チョコマカと動き回られて捉えられなかったけど、こうも堂々と説教をされたら話は別。分かりやすい隙が生まれたおかげで盾で殴ることができた。
角の部分を使って思いっきり殴りつけてやった。
ナイフは地面に勢いよく叩きつけられて、ゴロゴロと転がって痛がる様子を見せる。粉々になってまで抵抗されたことは予想外だったけど、最後は案外簡単にトドメをさせて万々歳だ。
それに粉々の状態でもゴン! と鈍器で殴った様な感覚がしたのはどう言う訳なのだろう?

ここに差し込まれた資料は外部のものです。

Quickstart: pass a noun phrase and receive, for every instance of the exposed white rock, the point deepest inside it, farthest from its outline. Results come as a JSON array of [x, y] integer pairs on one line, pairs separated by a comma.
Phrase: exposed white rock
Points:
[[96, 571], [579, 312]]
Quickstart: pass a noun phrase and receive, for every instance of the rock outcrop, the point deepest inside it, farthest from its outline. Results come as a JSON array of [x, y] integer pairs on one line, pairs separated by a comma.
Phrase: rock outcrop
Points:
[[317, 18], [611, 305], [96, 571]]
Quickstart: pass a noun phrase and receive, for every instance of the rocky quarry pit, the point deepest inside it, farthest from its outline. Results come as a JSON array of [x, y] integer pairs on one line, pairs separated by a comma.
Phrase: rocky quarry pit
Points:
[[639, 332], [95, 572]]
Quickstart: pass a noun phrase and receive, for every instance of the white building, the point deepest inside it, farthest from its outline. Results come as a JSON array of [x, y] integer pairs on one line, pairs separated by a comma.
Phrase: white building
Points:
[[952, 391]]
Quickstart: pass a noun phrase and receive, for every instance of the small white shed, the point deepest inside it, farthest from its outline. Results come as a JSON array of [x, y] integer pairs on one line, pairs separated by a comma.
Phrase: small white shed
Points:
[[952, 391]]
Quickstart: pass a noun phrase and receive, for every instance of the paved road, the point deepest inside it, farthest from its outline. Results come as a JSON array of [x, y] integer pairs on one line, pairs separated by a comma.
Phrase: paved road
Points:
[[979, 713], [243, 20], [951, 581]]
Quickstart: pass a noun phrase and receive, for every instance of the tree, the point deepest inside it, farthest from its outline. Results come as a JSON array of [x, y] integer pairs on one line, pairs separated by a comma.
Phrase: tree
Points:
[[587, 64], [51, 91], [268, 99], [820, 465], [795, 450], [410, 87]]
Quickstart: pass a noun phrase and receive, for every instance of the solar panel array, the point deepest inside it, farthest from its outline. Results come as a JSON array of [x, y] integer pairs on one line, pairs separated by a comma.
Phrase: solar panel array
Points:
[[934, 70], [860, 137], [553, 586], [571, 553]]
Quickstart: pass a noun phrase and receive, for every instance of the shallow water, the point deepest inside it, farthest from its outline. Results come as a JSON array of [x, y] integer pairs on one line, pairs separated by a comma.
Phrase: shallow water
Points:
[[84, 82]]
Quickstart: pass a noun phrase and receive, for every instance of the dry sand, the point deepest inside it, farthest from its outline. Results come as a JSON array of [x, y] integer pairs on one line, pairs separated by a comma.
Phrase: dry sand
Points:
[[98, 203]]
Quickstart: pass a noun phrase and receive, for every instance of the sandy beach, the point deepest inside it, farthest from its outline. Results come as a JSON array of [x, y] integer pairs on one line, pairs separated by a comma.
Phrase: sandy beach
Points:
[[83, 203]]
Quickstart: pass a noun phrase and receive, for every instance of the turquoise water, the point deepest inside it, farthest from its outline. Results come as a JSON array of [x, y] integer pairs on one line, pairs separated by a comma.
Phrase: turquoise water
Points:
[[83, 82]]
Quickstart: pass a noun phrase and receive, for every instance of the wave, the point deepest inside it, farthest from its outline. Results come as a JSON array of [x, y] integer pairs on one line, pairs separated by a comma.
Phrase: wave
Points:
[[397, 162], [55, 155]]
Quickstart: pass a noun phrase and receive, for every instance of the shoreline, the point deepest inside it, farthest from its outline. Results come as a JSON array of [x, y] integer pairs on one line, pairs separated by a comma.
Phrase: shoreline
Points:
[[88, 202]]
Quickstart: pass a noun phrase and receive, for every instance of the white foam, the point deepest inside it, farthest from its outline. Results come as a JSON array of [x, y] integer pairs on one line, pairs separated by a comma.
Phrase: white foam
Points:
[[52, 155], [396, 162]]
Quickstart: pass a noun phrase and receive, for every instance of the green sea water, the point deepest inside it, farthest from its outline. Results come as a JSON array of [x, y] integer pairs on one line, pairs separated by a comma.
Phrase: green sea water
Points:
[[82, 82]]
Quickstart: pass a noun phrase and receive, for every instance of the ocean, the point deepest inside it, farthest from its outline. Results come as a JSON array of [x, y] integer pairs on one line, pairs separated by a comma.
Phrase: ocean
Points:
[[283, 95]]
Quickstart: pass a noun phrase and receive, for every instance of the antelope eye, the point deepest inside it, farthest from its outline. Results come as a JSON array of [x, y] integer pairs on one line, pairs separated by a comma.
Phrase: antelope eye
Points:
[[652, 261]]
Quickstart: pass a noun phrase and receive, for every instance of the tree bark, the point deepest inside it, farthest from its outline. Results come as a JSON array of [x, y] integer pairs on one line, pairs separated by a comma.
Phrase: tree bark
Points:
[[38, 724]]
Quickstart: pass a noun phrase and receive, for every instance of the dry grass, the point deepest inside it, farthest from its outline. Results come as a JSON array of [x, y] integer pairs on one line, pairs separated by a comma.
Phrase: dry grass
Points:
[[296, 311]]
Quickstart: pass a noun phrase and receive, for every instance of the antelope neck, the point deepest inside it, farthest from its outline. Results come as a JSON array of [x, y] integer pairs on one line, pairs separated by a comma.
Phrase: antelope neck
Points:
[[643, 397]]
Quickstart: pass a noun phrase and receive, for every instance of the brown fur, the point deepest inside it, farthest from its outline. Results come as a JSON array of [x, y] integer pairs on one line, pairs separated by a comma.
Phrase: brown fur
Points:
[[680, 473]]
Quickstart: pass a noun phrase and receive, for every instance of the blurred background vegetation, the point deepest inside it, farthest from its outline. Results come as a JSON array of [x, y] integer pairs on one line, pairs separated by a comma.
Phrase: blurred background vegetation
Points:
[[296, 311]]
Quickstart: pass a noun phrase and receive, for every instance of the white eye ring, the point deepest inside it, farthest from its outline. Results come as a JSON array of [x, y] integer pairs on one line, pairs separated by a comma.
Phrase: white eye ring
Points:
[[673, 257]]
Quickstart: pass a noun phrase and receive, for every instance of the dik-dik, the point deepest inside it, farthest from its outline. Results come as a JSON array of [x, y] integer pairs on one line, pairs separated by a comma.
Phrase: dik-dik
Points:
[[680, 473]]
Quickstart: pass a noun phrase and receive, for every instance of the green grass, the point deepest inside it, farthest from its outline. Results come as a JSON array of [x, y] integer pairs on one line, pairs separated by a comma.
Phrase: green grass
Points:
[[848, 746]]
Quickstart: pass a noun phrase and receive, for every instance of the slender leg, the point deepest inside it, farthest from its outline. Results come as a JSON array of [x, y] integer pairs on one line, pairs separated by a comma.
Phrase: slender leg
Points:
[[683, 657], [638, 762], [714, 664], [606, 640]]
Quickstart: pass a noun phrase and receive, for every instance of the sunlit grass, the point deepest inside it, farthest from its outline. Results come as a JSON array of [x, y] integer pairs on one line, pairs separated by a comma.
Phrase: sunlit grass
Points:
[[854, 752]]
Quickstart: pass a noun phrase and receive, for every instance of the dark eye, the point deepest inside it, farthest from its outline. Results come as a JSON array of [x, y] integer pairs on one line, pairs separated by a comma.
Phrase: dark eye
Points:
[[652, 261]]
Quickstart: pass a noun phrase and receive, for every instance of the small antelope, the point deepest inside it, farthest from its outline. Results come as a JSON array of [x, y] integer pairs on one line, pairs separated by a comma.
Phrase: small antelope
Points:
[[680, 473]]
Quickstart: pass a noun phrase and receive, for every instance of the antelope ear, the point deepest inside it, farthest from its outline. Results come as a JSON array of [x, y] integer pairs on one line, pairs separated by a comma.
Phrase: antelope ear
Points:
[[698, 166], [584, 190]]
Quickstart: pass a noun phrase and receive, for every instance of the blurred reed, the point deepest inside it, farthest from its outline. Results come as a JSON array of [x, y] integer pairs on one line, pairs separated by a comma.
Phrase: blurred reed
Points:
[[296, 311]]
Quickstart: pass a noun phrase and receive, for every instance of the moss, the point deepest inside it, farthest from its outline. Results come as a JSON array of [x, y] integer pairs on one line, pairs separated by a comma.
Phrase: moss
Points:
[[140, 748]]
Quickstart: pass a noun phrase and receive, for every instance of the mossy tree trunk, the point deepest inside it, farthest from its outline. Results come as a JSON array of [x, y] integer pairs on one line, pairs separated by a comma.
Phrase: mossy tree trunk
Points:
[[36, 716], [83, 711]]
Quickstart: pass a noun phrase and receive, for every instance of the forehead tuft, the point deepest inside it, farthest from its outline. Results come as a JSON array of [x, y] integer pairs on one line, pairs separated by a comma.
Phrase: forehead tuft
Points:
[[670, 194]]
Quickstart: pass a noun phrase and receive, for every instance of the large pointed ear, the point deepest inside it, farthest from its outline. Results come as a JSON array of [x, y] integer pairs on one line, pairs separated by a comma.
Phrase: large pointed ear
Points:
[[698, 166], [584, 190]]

「あれ、魔封じが起こらないの? もしかして本当に正義の心に目覚めちゃって、だから魔封じが効かないのかな……普通に物理攻撃するしか無さそうだぞ。えいえいえいえい」
「ぐおおおおおおおおお……盾の角で何度も殴るでないわ! お前は、それでも本当に勇者なのか? やり口が完全に悪役ではないか!」
「それにしても、このお札は今後も使えるな。ちょっと借りパクしとこっと」
「魔王から借りパクする勇者なんて見たことがないぞ?」
「君は……粉々になって使い物にならないし地面に埋めとくけど良いよね?」
「やめろーーーーーーーーーー! ゴボゴボグボハーーーーーーーーー……モガ……」
上から土をかけて呪われたナイフの生き埋めの完成だ。
ナイフに呼吸が必要とかは分からないけど、漸く静かになった訳で。これはこれで良しとしよう、世界樹の浄化にも耐えたナイフだけに後始末をどうするべきか悩んでいたのだけど。
一応は結果オーライだ。
こうして俺は慢心とやらは粉砕されることなく逆に呪われたナイフの意地とやらもを粉々に粉砕することに成功した。残るは魔王の側近、結婚願望しかないセイカをどうやって始末するかのみだ。
積極的には関わりたく無いけど、リーの方へ急いで駆け付けるとしよう。